Now, on appeal, appellant for the first time asserts that Hilda Rodriguez was not present at the reopened proceedings and that the "inconsistent prior testimony" did not "have the same character, force and impact as having the witness admit her prior inconsistent statements." If Hilda Rodriguez was absent at the time, the record does not so reflect. Appellant made no effort to recall her for further cross-examination. No objection was made that appellant was being denied his right of confrontation and cross-examination of witnesses. In fact, no objection at all was made. No error was preserved. See Tex. R. App. P. 33.1. As a general rule, appellate courts will not consider errors not called to the trial court's attention, and even errors of constitutional dimension may be waived in this manner. Webber v. State, 21 S.W.3d 726, 730 (Tex. App.--Austin 2000, pet. ref'd). The second point of error is overruled.
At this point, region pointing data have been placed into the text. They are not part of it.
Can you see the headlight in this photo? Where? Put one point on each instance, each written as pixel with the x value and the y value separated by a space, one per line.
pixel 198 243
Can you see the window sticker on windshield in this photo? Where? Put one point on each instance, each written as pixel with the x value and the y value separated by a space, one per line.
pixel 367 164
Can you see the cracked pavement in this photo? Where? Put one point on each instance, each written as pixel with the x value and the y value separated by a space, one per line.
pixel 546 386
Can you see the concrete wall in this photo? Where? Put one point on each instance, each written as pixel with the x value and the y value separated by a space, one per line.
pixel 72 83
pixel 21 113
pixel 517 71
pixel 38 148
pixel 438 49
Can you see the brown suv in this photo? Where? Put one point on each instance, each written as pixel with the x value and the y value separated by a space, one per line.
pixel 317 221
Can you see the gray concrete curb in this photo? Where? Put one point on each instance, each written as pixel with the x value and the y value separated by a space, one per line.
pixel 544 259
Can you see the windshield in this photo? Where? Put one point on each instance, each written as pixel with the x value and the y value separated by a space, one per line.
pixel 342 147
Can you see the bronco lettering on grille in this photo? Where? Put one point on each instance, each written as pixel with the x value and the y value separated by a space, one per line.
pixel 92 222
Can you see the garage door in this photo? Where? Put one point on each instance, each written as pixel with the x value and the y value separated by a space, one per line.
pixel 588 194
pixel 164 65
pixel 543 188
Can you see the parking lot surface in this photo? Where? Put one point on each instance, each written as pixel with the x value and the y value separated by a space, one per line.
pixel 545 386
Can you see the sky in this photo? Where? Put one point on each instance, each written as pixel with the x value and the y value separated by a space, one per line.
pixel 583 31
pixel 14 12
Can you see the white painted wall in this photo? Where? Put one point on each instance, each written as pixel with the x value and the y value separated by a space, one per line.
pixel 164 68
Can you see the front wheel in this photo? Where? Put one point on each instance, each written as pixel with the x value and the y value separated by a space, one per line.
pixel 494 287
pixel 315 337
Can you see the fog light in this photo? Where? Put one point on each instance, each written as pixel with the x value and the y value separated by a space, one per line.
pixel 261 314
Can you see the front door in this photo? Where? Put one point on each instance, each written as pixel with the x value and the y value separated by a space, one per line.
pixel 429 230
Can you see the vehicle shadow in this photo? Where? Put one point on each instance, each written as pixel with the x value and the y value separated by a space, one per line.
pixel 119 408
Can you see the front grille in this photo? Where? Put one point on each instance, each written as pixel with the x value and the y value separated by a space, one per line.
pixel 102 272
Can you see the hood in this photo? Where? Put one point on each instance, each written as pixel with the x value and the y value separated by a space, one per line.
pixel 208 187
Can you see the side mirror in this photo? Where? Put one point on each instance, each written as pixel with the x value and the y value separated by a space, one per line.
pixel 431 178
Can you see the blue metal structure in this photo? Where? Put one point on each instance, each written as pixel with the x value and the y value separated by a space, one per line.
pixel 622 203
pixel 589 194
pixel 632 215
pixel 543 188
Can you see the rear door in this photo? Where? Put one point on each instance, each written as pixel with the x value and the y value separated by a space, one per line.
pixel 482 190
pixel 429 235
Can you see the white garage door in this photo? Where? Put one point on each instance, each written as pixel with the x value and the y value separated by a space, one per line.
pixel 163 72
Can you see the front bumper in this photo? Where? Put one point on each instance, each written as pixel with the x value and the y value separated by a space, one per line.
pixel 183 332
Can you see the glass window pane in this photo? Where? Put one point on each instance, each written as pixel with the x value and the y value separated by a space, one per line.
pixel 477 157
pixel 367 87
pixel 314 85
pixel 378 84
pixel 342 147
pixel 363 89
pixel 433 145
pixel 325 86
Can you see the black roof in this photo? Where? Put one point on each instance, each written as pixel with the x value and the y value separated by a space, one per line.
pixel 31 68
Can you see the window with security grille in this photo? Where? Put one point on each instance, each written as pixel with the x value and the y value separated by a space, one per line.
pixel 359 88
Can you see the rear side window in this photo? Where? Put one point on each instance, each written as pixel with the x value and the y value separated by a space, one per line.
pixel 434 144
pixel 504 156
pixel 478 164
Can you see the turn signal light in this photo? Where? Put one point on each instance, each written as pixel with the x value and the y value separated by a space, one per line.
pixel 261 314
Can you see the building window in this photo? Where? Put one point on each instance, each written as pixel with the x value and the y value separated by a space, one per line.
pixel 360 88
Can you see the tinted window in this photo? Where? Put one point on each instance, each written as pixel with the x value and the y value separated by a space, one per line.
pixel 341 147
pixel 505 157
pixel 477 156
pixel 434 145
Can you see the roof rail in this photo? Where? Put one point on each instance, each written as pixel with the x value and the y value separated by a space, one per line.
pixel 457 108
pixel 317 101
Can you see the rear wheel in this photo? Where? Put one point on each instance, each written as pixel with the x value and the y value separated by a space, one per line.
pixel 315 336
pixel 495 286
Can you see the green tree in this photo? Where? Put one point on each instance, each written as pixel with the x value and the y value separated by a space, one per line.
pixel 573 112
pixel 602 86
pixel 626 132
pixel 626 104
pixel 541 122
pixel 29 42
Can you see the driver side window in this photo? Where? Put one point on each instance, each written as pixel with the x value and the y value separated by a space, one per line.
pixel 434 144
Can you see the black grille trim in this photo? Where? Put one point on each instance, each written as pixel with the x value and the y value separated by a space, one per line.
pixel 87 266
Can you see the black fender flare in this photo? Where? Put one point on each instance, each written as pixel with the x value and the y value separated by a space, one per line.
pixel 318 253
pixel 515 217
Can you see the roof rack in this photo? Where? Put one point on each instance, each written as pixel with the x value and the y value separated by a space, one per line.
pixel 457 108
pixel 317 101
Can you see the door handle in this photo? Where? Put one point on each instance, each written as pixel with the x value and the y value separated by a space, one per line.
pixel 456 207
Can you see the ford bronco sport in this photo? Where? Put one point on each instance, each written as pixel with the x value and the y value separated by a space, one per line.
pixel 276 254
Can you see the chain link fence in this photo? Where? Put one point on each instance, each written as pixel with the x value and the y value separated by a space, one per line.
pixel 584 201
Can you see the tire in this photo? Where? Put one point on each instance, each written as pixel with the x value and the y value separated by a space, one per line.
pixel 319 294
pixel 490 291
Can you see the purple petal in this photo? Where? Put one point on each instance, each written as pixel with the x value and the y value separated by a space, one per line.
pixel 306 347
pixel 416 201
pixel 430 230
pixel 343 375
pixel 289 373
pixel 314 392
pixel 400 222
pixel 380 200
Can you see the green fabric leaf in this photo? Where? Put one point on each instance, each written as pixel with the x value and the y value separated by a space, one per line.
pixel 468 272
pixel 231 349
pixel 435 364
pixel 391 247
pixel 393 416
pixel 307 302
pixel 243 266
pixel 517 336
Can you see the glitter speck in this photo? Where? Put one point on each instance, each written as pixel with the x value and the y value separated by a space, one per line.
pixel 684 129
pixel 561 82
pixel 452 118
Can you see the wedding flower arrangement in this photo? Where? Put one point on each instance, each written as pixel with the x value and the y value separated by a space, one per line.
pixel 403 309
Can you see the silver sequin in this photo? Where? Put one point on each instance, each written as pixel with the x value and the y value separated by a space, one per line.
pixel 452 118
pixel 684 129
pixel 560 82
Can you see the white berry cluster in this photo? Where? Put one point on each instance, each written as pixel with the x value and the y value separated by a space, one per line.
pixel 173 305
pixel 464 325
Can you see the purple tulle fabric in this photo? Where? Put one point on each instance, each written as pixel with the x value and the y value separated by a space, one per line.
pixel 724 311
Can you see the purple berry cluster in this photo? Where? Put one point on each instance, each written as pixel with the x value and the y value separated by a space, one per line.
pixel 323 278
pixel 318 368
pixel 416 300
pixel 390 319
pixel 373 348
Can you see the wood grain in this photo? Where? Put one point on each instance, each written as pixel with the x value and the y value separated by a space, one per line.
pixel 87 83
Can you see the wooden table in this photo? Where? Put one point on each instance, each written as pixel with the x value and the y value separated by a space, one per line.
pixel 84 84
We conclude that the trial court did not abuse its discretion in revoking community supervision in both causes. The orders of revocation are affirmed.
John F. Onion, Jr., Justice
Before Justices Kidd, Patterson and Onion*
Affirmed
Filed: June 21, 2002
Do Not Publish
* Before John F. Onion, Jr., Presiding Judge (retired), Court of Criminal Appeals, sitting by assignment. See Tex. Gov't Code Ann. § 74.003(b) (West 1998).
1. At the close of the hearing on October 18, 2001, appellant's counsel orally requested a "continuance" to "secure the transcript of the hearing that was held in June of this year about the assault case." Later, a reference was made to a "Judge Denton." The continuance was denied. Whether the "transcript" read from on October 31, 2001, was this transcript was never established.
Page 6 of appellant's brief contains the following notation: "(The following information is provided for the Court so that it may determine the admissibility of certain evidence in the instant causes.)" What followed were statements like "Travis County Court # 4 had a trial in the assault case, and the appellant was found guilty of Assault Family Violence." No cause number or dates were given. What follows on page 6 are statements indicating difficulty in obtaining "a free transcript and statement of facts." Page 6 concludes with an assertion that a transcript was eventually obtained after October 18, 2001, but before October 31, 2001. An appellate court cannot accept as fact either allegations or assertions in appellate briefs that are not supported by the record. See Vanderbilt v. State, 629 S.W.2d 709, 717 (Tex. Crim. App. 1981); Lopez v. State, 990 S.W.2d 770, 775 (Tex. App.--Austin 1999, no pet.); Elam v. State, 841 S.W.2d 937, 940 (Tex. App.--Austin 1992, no pet.); Miranda v. State, 813 S.W.2d 724, 738 (Tex. App.--San Antonio 1991, pet. ref'd).